Army promotes Maryland NG pilot to CW5
June 11, 2009
Against the backdrop of a U.S. Army UH-60 Blackhawk helicopter, a Maryland Army National Guard aviator was promoted May 21 to chief warrant officer 5, the highest warrant officer rank attainable.
Chief Warrant Officer 5 Daniel B. Chapman was promoted at Weide Army Heliport on the Edgewood Area of Aberdeen Proving Ground by Col. Charles Schulze, deputy chief of staff for Aviation for the MDARNG.
Chapman reached a milestone only a few Soldiers ever reach.
"As an Army officer, Dan has performed magnificently under difficult and demanding circumstances," Schulze said. "He is an officer we have all come to know, respect and rely upon."
Chapman graduated from Perry Hall High School in Baltimore County, and began his Army career in 1982. He entered Army Aviation in 1984 when he graduated from Warrant Officer Candidate School and Initial Entry Rotary Wing School at Fort Rucker, Ala.
Chapman is currently the Blackhawk standardization instructor pilot with Joint Forces Headquarters, Aviation.
During his career with the MDARNG, Chapman served as instrument flight examiner, aviation safety officer, operations officer, and he was the team leader in Tal Afar, Iraq, during a 15-month deployment with Detachment 1, 1159th Medical Evacuation Company from 2004 to 2006, providing support to the 3rd Armored Cavalry Regiment and 2-14 Cavalry of the 25th Infantry Division.
Chapman celebrated his promotion with his wife of 25 years, Sharon, and their three children - Bryan, Krystina and Zachary. Also in attendance were Chief Warrant Officer 5 Keith Harris, command chief warrant officer for the MDARNG, and about 150 Family members, friends and Soldiers.
"When Dan was six months old he went up with his Uncle Red in a two seated helicopter with the doors off -- and fell asleep," said Chapman's mother, Rosemary Chapman. "When they landed, his uncle said Dan would be a pilot someday."
Chapman's uncle was Rowland Roeloff, one of the first Federal Aviation Administration-licensed commercial rotary wing pilots in the country. He may be best known, according to Rosemary, for being the first helicopter pilot to be cited for illegally flying over the White House and Capitol Building in April 1948.
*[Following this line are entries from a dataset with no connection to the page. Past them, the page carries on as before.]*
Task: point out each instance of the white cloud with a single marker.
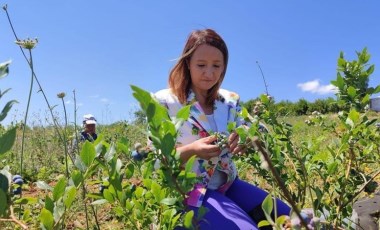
(316, 87)
(104, 100)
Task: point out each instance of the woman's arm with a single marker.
(203, 148)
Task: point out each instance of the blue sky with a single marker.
(100, 48)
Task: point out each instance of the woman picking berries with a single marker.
(195, 80)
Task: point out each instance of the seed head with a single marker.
(61, 95)
(27, 43)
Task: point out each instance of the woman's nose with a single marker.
(208, 72)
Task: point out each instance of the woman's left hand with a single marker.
(234, 146)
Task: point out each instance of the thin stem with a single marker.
(56, 125)
(26, 115)
(65, 139)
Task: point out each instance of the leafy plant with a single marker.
(329, 179)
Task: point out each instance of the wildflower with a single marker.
(61, 95)
(27, 43)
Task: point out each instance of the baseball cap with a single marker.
(89, 119)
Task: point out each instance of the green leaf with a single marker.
(351, 91)
(156, 190)
(59, 189)
(7, 140)
(108, 195)
(3, 203)
(26, 200)
(139, 192)
(189, 219)
(77, 177)
(167, 144)
(4, 68)
(263, 223)
(377, 90)
(69, 196)
(6, 109)
(4, 183)
(267, 206)
(371, 69)
(99, 202)
(168, 201)
(49, 204)
(365, 99)
(88, 153)
(184, 113)
(281, 220)
(142, 96)
(129, 171)
(43, 185)
(354, 116)
(47, 219)
(110, 153)
(341, 61)
(189, 164)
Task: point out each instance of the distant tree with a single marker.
(301, 107)
(140, 117)
(284, 108)
(319, 105)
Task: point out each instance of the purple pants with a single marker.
(230, 210)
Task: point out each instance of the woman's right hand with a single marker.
(203, 148)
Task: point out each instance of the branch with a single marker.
(13, 219)
(280, 183)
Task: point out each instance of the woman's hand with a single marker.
(203, 148)
(234, 146)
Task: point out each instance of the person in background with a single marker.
(195, 80)
(89, 129)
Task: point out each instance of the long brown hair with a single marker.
(180, 78)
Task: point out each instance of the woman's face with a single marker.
(206, 67)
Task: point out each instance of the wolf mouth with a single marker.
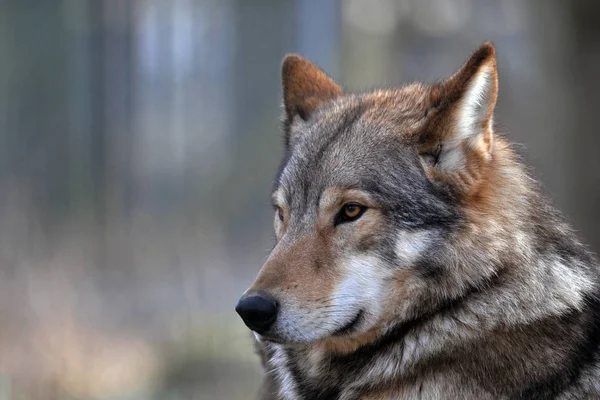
(348, 327)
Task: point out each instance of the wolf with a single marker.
(415, 257)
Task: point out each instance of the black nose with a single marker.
(258, 311)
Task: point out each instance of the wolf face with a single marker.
(373, 193)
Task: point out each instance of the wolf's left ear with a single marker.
(305, 87)
(459, 137)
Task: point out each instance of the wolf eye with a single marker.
(350, 212)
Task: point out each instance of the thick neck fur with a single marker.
(506, 284)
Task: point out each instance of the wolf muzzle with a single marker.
(258, 310)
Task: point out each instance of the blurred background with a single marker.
(139, 140)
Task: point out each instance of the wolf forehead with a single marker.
(364, 142)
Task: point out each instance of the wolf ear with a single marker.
(305, 87)
(460, 128)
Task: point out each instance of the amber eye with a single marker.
(350, 212)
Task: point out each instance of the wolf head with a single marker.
(373, 193)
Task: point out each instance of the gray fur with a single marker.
(505, 306)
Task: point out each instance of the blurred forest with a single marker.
(139, 139)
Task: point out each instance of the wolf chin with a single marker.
(415, 256)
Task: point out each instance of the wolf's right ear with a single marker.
(305, 87)
(458, 142)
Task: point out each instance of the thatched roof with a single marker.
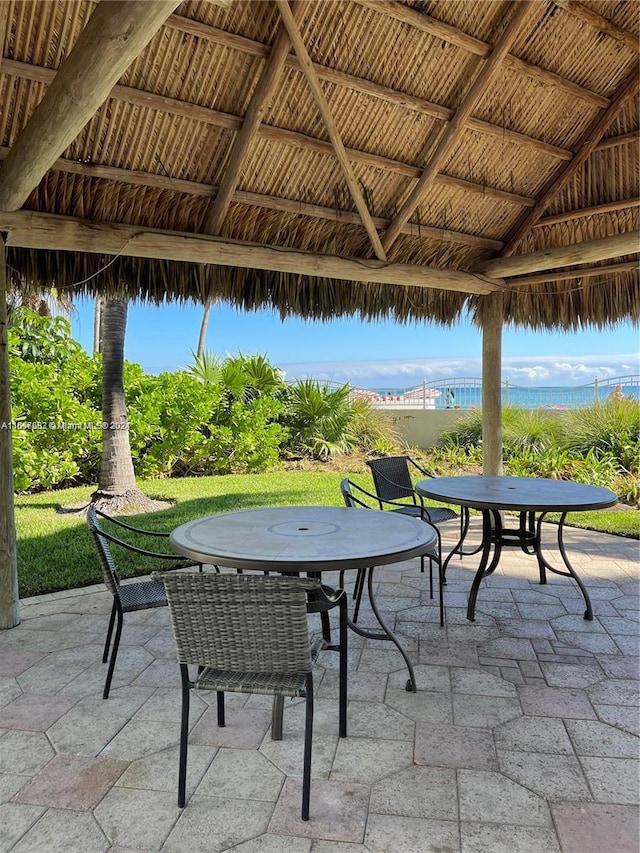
(471, 130)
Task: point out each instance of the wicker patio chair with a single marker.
(250, 634)
(355, 496)
(132, 595)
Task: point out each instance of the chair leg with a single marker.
(114, 653)
(220, 704)
(326, 626)
(430, 577)
(105, 653)
(342, 690)
(276, 716)
(184, 734)
(308, 736)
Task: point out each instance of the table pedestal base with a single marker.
(528, 537)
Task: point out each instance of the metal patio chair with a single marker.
(393, 483)
(355, 496)
(131, 595)
(250, 634)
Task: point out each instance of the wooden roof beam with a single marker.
(453, 133)
(596, 210)
(626, 92)
(321, 102)
(604, 25)
(268, 202)
(46, 231)
(615, 141)
(260, 101)
(375, 90)
(115, 34)
(585, 272)
(564, 256)
(150, 100)
(452, 35)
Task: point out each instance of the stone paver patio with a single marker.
(522, 738)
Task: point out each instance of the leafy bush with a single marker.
(598, 444)
(611, 427)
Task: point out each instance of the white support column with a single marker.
(9, 603)
(491, 384)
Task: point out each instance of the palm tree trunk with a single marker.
(117, 481)
(202, 339)
(97, 324)
(9, 604)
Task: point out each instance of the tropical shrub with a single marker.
(320, 419)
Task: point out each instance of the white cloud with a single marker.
(550, 370)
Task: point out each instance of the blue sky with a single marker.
(371, 355)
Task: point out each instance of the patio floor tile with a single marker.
(555, 702)
(135, 818)
(24, 752)
(14, 662)
(600, 739)
(254, 778)
(392, 834)
(338, 811)
(482, 837)
(455, 746)
(492, 798)
(471, 763)
(73, 782)
(593, 827)
(552, 776)
(425, 792)
(15, 820)
(613, 780)
(368, 760)
(35, 713)
(61, 831)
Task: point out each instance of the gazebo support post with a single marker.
(9, 603)
(491, 384)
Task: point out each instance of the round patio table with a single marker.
(309, 539)
(528, 496)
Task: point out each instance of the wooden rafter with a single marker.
(260, 101)
(456, 127)
(227, 121)
(590, 251)
(615, 141)
(115, 34)
(47, 231)
(327, 117)
(452, 35)
(590, 140)
(585, 272)
(268, 202)
(370, 88)
(596, 210)
(589, 16)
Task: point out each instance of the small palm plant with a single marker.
(207, 368)
(320, 419)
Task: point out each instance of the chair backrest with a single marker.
(391, 478)
(101, 543)
(350, 500)
(240, 623)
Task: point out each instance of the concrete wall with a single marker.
(422, 427)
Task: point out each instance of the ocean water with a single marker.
(468, 394)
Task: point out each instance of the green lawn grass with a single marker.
(56, 553)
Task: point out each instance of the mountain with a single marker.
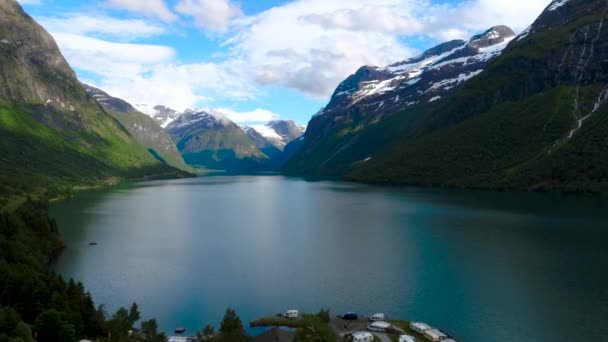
(264, 144)
(164, 115)
(281, 132)
(142, 127)
(535, 119)
(55, 135)
(213, 141)
(338, 137)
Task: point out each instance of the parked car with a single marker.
(350, 316)
(377, 317)
(362, 336)
(292, 314)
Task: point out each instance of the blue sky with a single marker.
(254, 60)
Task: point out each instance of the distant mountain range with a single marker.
(210, 140)
(142, 127)
(334, 142)
(497, 112)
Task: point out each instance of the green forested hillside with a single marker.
(54, 137)
(516, 124)
(211, 141)
(534, 119)
(143, 128)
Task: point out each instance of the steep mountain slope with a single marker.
(142, 127)
(165, 115)
(53, 133)
(536, 118)
(213, 141)
(341, 135)
(264, 144)
(281, 132)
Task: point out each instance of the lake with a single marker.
(482, 266)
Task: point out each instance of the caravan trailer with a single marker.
(377, 317)
(362, 336)
(292, 314)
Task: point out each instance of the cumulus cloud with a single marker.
(150, 74)
(213, 15)
(306, 45)
(258, 115)
(151, 8)
(101, 26)
(312, 45)
(108, 58)
(367, 19)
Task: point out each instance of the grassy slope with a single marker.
(506, 128)
(37, 160)
(222, 148)
(155, 139)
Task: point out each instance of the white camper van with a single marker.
(377, 317)
(406, 338)
(292, 314)
(363, 336)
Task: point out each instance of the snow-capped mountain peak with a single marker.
(278, 132)
(422, 78)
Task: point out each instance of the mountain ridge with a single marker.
(334, 142)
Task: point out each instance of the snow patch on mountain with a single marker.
(266, 131)
(556, 4)
(146, 109)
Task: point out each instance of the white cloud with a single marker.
(149, 74)
(258, 115)
(306, 45)
(106, 58)
(151, 8)
(366, 19)
(213, 15)
(101, 26)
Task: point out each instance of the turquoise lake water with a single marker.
(482, 266)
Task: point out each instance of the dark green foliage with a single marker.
(207, 334)
(149, 332)
(53, 326)
(315, 329)
(231, 330)
(507, 128)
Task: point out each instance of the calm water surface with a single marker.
(482, 266)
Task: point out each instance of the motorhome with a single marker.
(434, 335)
(379, 326)
(419, 327)
(292, 314)
(406, 338)
(362, 336)
(377, 317)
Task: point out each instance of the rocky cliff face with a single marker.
(285, 130)
(536, 118)
(53, 133)
(165, 115)
(32, 68)
(142, 127)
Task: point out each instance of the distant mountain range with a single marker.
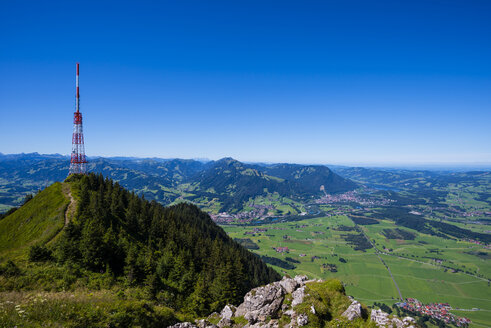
(227, 183)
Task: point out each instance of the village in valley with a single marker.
(439, 311)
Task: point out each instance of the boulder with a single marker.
(380, 318)
(183, 325)
(261, 302)
(302, 320)
(224, 322)
(227, 312)
(397, 322)
(298, 296)
(289, 284)
(301, 279)
(353, 311)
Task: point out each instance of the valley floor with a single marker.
(422, 268)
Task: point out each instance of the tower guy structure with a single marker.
(78, 162)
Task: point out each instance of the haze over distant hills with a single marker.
(227, 182)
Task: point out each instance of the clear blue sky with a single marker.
(350, 82)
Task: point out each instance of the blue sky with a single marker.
(340, 82)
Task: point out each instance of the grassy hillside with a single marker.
(126, 261)
(37, 221)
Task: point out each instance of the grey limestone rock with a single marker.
(353, 311)
(298, 296)
(183, 325)
(227, 312)
(302, 320)
(289, 284)
(261, 302)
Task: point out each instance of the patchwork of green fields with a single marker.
(417, 265)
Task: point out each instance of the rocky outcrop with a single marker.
(261, 303)
(383, 320)
(263, 306)
(183, 325)
(353, 311)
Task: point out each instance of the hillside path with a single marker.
(70, 211)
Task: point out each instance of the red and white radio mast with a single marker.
(78, 162)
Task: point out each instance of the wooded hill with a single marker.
(227, 180)
(178, 255)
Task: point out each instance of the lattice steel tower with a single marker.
(78, 162)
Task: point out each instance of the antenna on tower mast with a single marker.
(78, 161)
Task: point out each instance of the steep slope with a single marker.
(308, 179)
(178, 255)
(234, 183)
(37, 221)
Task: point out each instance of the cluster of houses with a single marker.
(440, 311)
(281, 249)
(352, 197)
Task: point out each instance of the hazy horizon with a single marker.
(316, 82)
(388, 165)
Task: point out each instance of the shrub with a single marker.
(38, 253)
(9, 269)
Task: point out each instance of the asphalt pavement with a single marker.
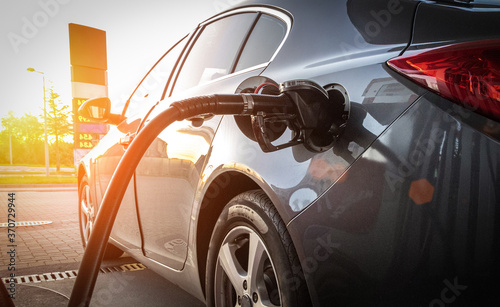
(48, 253)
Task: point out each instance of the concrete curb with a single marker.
(38, 187)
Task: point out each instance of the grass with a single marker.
(37, 179)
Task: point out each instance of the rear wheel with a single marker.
(251, 259)
(87, 212)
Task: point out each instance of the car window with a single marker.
(214, 53)
(266, 37)
(150, 89)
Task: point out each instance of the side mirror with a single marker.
(99, 110)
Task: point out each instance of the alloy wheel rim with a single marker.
(244, 273)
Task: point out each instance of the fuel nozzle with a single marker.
(316, 115)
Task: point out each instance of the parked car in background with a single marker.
(401, 209)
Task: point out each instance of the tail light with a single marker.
(466, 73)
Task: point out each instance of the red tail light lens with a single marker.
(467, 73)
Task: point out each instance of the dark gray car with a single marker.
(399, 206)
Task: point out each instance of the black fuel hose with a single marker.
(214, 104)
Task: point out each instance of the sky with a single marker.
(34, 33)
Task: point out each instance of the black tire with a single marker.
(249, 227)
(87, 213)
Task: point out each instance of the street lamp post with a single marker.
(44, 122)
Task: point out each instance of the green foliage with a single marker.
(26, 136)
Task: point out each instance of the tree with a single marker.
(24, 137)
(9, 122)
(58, 122)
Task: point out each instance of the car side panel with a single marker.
(416, 213)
Chided as being "the consummate underachiever," Chapman has qualified in six Army airframes: the TH-55 (Osage), OH-6 (Cayuse), UH-1 (Iroquois), OH-58 (Kiowa), AH-1 (Cobra) and UH-60 (Blackhawk). He now hopes to attend the CH-47 (Chinook) qualification course to be familiar with all the airframes currently flown at Weide Army Heliport.
Chapman has piloted Army aircraft while conducting assorted cavalry scout, counter drug, attack, general support, air assault, and medical evacuation missions. Once he completes CH-47 training he will also be qualified for cargo missions.
He said he enjoyed flying the OH-6 best.
"It's a very maneuverable, single-pilot aircraft, and there is nothing like the freedom and excitement of the scout mission," he said.
No matter what aircraft he is flying, Chapman loves his job - and flying with the MDARNG.
"The ability to operate in three dimensions -- the speed of flying, the freedom, and flexibility to provide varied support to multiple missions -- that is what it is all about," he said. "I never take it for granted. I know I'm lucky, and God willing, I will be doing this for a long time."